Dalam beberapa kasus, berbohong
menjadi kisah menarik yang sulit untuk saya lupakan. Hal inilah pernah saya
lakukan suatu hari sepulang sekolah sewaktu MI. Bagi yang belum tahu, MI
merupakan singkatan dari Madrasah Ibtidayah, setara dengan SD. Sama halnya
seperti Mts yang setara dengan SMP. Sama halnya juga seperti wajahmu yang
setara dengan mantanku.
Kejadian itu kalau tidak salah terjadi
kelas 5 sewaktu piket. Di kelas saya dulu, sudah menjadi keputusan bersama
kalau piket harus dilakukan setelah pulang sekolah. Pada jadwal waktu itu, saya
piket bersama tiga siswi. Sebenarnya ada satu kawan saya yang juga piket, namun
karena tidak berangkat, saya harus menerima kenyataan menjadi orang yang
terganteng di ruangan itu.
Sebagai seorang lelaki yang kaffah,
tugas piket saya bukan menyapu. Saya dan beberapa kawan lain sudah terlanjur
sepakat mempunyai prinsip: kalau lelaki menyapu maka jiwa kejantannya turun
36%. Sungguh prinsip yang menyebalkan untuk diterima oleh seorang manusia
ganteng namun krempeng macam saya. Kau tahu, sebab prinsip sialan ini, tugas
lelaki dalam piket menjadi agak berat. Pertama, harus mengangkat kursi untuk
dinaikkan ke meja. Dan kedua, membuang sampah yang sudah terkumpul selama
sehari tersebut. Untuk poin yang terakhir hanya opsional saja.

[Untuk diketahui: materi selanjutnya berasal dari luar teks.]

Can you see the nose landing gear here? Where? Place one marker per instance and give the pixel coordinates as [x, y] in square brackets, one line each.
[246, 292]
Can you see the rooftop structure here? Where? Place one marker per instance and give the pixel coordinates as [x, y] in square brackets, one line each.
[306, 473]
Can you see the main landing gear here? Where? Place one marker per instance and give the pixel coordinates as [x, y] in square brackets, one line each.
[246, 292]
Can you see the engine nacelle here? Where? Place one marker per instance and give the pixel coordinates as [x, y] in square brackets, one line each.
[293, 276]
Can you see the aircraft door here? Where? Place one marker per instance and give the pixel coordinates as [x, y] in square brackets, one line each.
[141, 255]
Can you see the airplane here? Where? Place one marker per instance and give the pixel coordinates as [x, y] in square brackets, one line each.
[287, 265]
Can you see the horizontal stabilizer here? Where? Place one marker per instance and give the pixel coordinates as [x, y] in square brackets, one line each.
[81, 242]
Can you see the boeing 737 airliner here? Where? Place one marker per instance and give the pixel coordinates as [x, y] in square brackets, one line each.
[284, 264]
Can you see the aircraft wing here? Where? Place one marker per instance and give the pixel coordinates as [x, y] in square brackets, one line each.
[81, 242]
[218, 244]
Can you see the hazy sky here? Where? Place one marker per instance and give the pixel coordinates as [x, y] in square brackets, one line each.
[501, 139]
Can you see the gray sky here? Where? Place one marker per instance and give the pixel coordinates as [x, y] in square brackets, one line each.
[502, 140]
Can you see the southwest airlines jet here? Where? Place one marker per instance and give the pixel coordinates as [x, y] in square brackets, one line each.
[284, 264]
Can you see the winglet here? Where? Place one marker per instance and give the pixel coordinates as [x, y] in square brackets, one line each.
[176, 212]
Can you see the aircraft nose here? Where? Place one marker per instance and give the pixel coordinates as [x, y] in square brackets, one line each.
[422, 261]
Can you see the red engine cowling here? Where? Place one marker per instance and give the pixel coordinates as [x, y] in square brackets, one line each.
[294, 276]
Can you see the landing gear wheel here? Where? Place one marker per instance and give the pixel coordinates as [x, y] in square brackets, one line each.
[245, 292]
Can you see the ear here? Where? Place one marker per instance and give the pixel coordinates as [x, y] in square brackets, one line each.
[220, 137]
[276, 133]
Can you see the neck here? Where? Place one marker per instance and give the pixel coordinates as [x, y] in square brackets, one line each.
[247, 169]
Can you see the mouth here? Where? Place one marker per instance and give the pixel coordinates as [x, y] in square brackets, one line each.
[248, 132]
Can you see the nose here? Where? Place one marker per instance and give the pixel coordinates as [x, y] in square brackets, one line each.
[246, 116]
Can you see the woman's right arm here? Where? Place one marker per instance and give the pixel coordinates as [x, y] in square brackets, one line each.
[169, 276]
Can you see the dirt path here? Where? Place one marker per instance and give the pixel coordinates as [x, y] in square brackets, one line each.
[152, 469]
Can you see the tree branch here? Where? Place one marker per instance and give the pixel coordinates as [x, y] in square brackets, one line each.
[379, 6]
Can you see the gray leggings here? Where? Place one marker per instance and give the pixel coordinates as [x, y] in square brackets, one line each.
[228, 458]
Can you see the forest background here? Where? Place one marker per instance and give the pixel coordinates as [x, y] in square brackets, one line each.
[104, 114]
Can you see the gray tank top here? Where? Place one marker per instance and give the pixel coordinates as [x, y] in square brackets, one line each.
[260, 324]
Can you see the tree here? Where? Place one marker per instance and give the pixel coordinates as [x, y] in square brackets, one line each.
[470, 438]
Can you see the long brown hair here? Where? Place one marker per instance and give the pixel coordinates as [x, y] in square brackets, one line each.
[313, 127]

Tugas berat ini menjadi bertambah
berat karena saya harus melakukannya seorang diri. Bedebah betul kawan saya
yang tidak berangkat itu. Yasudah, untuk menjaga harga diri sebagai lelaki baik
hati dan tidak sombong, saya melakukan tugas mulia nan berat: mengangkat kursi.
Meski ngos-ngosan, pada akhirnya saya berhasil mengangkat semua kursi yang
berjumlah sekitar 40an. Namun karena saya berhadapan dengan tiga siswi lain,
rasa ngos-ngosan itu saya tutupi dan pendam dalam-dalam.
Tugas saya belum selesai. Karena waktu
itu sekolahan sudah sepi, saya diminta tiga siswi yang piket untuk menunggu
sampai mereka selesai menyapu. Pulang yang saya impikan harus tertunda sampai
waktu yang belum ditentukan. Dalam penantian, agar piket cepat selesai
terbersit dalam benak saya untuk melakukan pekerjaan yang belum dilakukan.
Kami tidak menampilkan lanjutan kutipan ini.